Дасти не могла двигаться. Она была настолько ошеломлена, что желала лишь вдохнуть воздух, пока все мысли не затопило осознание того, что она выжила.
Рука незнакомца немного приподняла Дасти, и он выпустил ее задницу, на которой наверняка теперь останутся синяки. Она услышала тяжелый вздох, и, когда легкие мужчины расширились, его грудь плотно прижалась к Дасти. В следующую секунду он выдохнул воздух, давление ослабло, и она тоже смогла вдохнуть полной грудью.
Ощущения медленно возвращались. Задница болела от почти садисткой хватки мужчины, а грудь ныла, вероятно от того, что он несколько раз придавил ее. Дасти осознала, что колени также болезненно пульсировали.
Дасти вновь глубоко вздохнула и почувствовала запах кожаной куртки. Она ощутила на языке волосы, и стало очевидно, что ей в рот попали либо ее длинные светлые пряди, либо часть его доходящей до плеч черной гривы. Дасти тут же выплюнула их, не заботясь о том, кому они принадлежали, а лишь желая поскорее избавиться от ощущений. Он отодвинул голову.
Сосредоточившись и посмотрев направо, она мгновенно запаниковала. На самом деле, они все еще сидели в ее кресле, но на соседнем не было ни ее сестры, ни незнакомца с колючими волосами.
Ее мозг отказался принимать, что исчезновение Бэт означает лишь одно — она не выжила.
Переведя взгляд, Дасти посмотрела за пустое сидение. Она изумилась, увидев другую сторону самолета.
Стена кабины по другую сторону прохода была полностью оторвана, вместо иллюминаторов и верхней полки для ручной клади проглядывали деревья и голубое небо. Зазубренные края оторванного фюзеляжа были непривычно вывернуты, открывая живописный вид. Похоже, что-то снесло ту сторону самолета.

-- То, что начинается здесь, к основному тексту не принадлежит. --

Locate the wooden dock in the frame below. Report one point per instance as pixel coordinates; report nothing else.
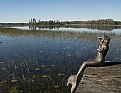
(101, 80)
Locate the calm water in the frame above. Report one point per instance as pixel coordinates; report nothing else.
(40, 61)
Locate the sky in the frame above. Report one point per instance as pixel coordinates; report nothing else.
(63, 10)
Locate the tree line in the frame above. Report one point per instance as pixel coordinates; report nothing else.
(33, 21)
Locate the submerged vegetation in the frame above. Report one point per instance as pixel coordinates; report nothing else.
(41, 61)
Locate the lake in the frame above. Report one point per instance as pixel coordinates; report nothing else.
(40, 60)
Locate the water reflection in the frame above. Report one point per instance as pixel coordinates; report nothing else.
(41, 61)
(94, 27)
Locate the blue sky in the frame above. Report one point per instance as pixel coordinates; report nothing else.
(23, 10)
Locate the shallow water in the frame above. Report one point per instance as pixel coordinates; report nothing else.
(41, 61)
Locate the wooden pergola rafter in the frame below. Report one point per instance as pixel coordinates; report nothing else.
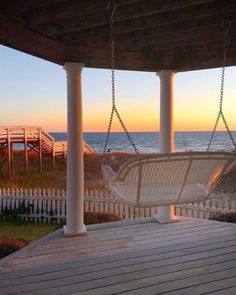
(150, 35)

Парень, все еще державший Дасти, медленно освободил ее от давления своего веса, отклонившись назад и осматриваясь вокруг. Стараясь справиться с болью от уверенности, что сестру выбросило из самолета, она заставила себя сосредоточиться на Дрантосе.

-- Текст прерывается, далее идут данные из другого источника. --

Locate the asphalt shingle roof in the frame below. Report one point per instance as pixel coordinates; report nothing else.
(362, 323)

Из-за почти дюймового пореза на четко очерченных скулах, по лицу мужчины текла кровь. Он не был красивым в классическом понимании этого слова — черты лица слишком грубые и мужественные, чтобы можно было счесть его красавчиком.
Ему бы не мешало побриться — на линии нижней челюсти, подбородке и затемненных щеках, уже пробивалась щетина. Его мрачный взгляд охватил бόльшую часть самолета, чем было доступно ее взору, поскольку мужчина до сих пор лежал на ней, прижимая к сидению.
— КРЭЙВЕН? — резким голосом проорал он.
— Черт, — ответил такой же глубокий мужской голос, раздавшийся где-то совсем близко. — Мы живы. А как твоя?